Tuesday, June 10, 2014

How Much Does Downtime Really Cost Your Business?

Downtime Costs SMBs a Lot More Than They Actually Realize….
Many SMB owners think IT downtime only costs them a few productive hours, but there’s a lot more at stake when your systems go down. Customer satisfaction and loss of brand integrity are just two of the key losses apart from the more evident costs such as lost productivity and a temporary dip in sales.
Here’s a few other ways downtime can hurt your business:
1. Customer Loss - Today’s buyer lacks patience; They are used to getting everything at the click of a mouse, at the tap of a finger. Suppose they are looking for the kind of products/services that you offer and your site doesn’t load or is unavailable—even if temporarily-- you are likely to lose them to a competitor—permanently.
2. Damage to Brand Reputation - Customers are now using Social media platforms like Facebook and Twitter and blogs to vent their bad brand experiences. Imagine an irate customer who doesn’t know if their card was charged on your site, or not, due to a server error. If it’s your bad day, they could probably be using Facebook or Twitter to share their bad experience, and it could be viewed by hundreds of people, causing irreparable harm to your brand image.
3. Loss of Productivity - When your systems don’t work, this can have a direct impact on your employees’ productivity. Consider a research firm of 200 employees where they primarily rely on internet connectivity to access the knowledge base. If the server hosting the knowledge base is down, there’s a total loss of at least 1600 work hours for one day.
4. Overtime, Repair and Recovery, Compensatory costs - In the above case, imagine the overtime wages the business would have to incur if they were to make up for the work loss they faced owing to downtime. In addition, there’s always the cost of repair—the money the business would have to shell out to fix the issue that caused the downtime and get the server up and running again.
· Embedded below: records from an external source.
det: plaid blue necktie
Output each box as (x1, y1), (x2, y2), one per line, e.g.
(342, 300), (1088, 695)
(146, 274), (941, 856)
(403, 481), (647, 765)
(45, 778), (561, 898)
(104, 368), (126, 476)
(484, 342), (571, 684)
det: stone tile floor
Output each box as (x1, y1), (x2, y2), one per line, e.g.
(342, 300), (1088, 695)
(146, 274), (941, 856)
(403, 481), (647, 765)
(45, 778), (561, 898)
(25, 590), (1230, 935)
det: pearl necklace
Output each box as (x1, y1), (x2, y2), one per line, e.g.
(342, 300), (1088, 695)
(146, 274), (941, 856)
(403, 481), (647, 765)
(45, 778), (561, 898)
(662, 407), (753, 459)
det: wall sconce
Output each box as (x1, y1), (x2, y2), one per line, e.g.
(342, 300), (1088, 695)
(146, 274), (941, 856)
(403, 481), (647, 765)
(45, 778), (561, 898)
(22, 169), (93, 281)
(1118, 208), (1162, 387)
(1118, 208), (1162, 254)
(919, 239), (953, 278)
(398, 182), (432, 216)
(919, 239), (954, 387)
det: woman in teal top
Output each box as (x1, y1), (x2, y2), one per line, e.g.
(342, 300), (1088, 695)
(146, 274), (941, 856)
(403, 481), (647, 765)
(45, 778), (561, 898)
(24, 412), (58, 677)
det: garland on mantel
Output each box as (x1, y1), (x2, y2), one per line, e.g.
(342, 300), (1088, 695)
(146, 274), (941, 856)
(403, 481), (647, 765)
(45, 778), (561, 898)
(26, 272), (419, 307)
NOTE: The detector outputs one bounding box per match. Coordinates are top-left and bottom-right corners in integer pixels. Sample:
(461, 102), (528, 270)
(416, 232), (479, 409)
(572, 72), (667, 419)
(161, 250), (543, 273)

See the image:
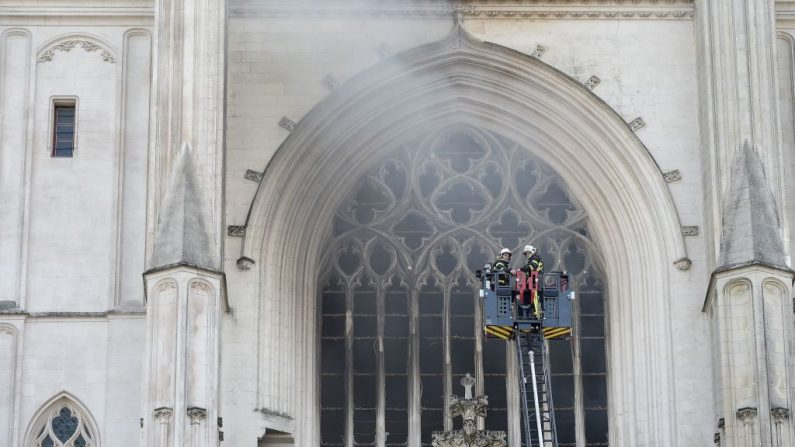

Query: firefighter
(511, 245), (544, 319)
(491, 248), (511, 272)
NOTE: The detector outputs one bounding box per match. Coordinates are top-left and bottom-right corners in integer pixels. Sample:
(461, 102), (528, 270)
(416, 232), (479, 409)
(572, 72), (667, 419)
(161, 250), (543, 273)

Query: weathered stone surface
(720, 141), (786, 269)
(149, 143), (220, 270)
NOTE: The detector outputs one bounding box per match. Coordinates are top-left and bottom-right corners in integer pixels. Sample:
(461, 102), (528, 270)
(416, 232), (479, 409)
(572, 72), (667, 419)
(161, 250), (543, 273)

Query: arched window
(319, 125), (607, 447)
(26, 393), (99, 447)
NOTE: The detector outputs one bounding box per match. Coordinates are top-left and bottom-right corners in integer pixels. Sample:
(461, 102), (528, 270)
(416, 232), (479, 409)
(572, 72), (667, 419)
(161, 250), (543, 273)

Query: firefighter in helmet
(511, 244), (544, 318)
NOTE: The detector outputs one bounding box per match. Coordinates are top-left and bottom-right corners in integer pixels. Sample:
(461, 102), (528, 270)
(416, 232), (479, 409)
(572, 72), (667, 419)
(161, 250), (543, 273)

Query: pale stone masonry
(0, 0), (795, 447)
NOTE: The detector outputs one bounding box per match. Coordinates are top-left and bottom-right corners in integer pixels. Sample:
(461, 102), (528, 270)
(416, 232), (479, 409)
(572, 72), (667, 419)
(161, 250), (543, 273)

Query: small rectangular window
(52, 102), (75, 157)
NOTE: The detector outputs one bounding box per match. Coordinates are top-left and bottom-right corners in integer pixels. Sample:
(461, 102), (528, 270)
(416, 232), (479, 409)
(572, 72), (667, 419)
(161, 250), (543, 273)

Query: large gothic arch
(242, 26), (687, 446)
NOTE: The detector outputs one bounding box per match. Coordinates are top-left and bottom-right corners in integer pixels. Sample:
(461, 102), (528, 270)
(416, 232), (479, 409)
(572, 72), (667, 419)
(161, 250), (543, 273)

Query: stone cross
(461, 373), (475, 399)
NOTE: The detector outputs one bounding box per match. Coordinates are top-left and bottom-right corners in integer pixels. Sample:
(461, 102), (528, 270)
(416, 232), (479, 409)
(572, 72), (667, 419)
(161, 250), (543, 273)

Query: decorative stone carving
(230, 0), (695, 20)
(433, 373), (507, 447)
(155, 407), (174, 424)
(737, 407), (758, 425)
(38, 40), (116, 64)
(663, 169), (682, 183)
(279, 116), (295, 132)
(226, 225), (246, 237)
(323, 75), (340, 92)
(770, 407), (789, 425)
(237, 256), (254, 271)
(188, 407), (207, 425)
(682, 225), (699, 236)
(627, 117), (646, 132)
(530, 44), (547, 59)
(674, 258), (693, 272)
(190, 280), (212, 295)
(583, 76), (602, 90)
(246, 169), (265, 183)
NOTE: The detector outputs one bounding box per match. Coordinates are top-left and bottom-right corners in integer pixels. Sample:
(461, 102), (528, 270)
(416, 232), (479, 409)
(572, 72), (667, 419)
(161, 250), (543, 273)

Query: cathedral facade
(0, 0), (795, 447)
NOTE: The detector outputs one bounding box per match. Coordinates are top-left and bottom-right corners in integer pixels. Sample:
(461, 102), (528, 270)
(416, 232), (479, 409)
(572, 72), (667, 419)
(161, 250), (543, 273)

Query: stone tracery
(319, 125), (606, 446)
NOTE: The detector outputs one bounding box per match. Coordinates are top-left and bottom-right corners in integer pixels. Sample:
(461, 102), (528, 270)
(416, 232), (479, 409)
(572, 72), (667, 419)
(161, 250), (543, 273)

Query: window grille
(318, 125), (607, 447)
(32, 404), (97, 447)
(52, 101), (77, 158)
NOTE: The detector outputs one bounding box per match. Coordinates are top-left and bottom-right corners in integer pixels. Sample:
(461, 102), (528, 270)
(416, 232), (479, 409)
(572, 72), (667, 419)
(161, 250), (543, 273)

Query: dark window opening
(52, 102), (76, 158)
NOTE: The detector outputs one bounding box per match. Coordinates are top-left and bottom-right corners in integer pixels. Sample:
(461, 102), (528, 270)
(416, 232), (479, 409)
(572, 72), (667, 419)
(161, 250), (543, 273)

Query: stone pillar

In some cases, businesses would have to incur additional costs to make customers happy. These could include giving away the product for free or at a discount, or using priority shipping to make up for a delayed order.
5. Possible Lawsuits - Businesses could also be at the receiving end of lawsuits. For example, a downtime that has an impact on production, delivery or finances of the customer could invite litigation.
6. Marketing Efforts Rendered Useless - Consider a pay-per-click advertisement that shows up for the right keywords on Google, or an extensive e-mail campaign that your business engages in. However, when the prospect clicks on the link, all they see is an error message - Isn’t that a waste of your marketing budget?
The bottom line—one natural disaster, one technical snag or just one power outage has the power to put you out of business - both virtually and in reality. It’s probably time to think about how you can mitigate the threat of a possible downtime and whether your MSP can act as an effective and efficient ally in this battle for you.

Tuesday, June 3, 2014

Six Steps to Better Data Backup and Quicker Recovery

Six Steps to Better Data Backup and Quicker Recovery
Think Quicker Recovery Time, Not Quicker Backup - While incremental backups are much faster than executing a full-backup, they also prolong recovery time. In the event of data loss, a full restore will require loading the most recent full backup and then each incremental backup tape. Having too many incremental backup tapes not only adds time to this restoration process, but it also increases the probability of not recovering all of your data. A tape could be lost, unintentionally skipped over, or contain corrupted data. Be sure to focus on optimizing the restore time to ensure faster data recovery. A quicker recovery time should be the main objective, not the need for a quicker backup process.
Maintain Sufficient Backup History - Within the blink of an eye, current data files can become corrupted and inaccessible. This will necessitate the loading of an earlier data backup that is clean of corruption. Many smaller companies make the mistake of failing to keep a sufficient backup history.
Be Sure to Backup Essential Data AND Applications - Some businesses don’t feel the need to backup all data, but be sure essential databases, documents and records are backed up frequently. Don’t overlook applications that are critical to day-to-day business operations either. Many companies fail to backup applications, only to realize when it’s too late that they don’t have access to the original installation disks when they’re trying to recover from data loss or an outage.
Have Off-Site or Online Backup - Some businesses backup data simply by moving essential files to tapes or external hard drives that are then stored somewhere onsite. But if they’re kept onsite, what happens if a fire, flood or other natural disaster takes out not just your server but your backup tapes and drives? Onsite backups can also be susceptible to theft. Having secure off-site, or even online backup, is simply the smart thing to do to ensure quick recovery when trouble comes to town.
Fix Broken Access Controls on Your File Server - Many businesses have folders with confidential data residing on a file server with overly permissive access controls. Why take the risk of having a disgruntled - even former - employee access and misuse this data when access can be limited to only those in the company who need it?
Be Sure to Test Restores - It happens time and time again. Business owners think they have a data backup plan in place. Tapes are changed diligently each day and everything appears to be backed up and good to go. However, it turns out the backups haven’t been working for months, sometimes even years, right at the very moment they’re needed. Either the backups had become corrupt and useless or large segments of data were not being backed up. This happens often. Don’t let it happen to you.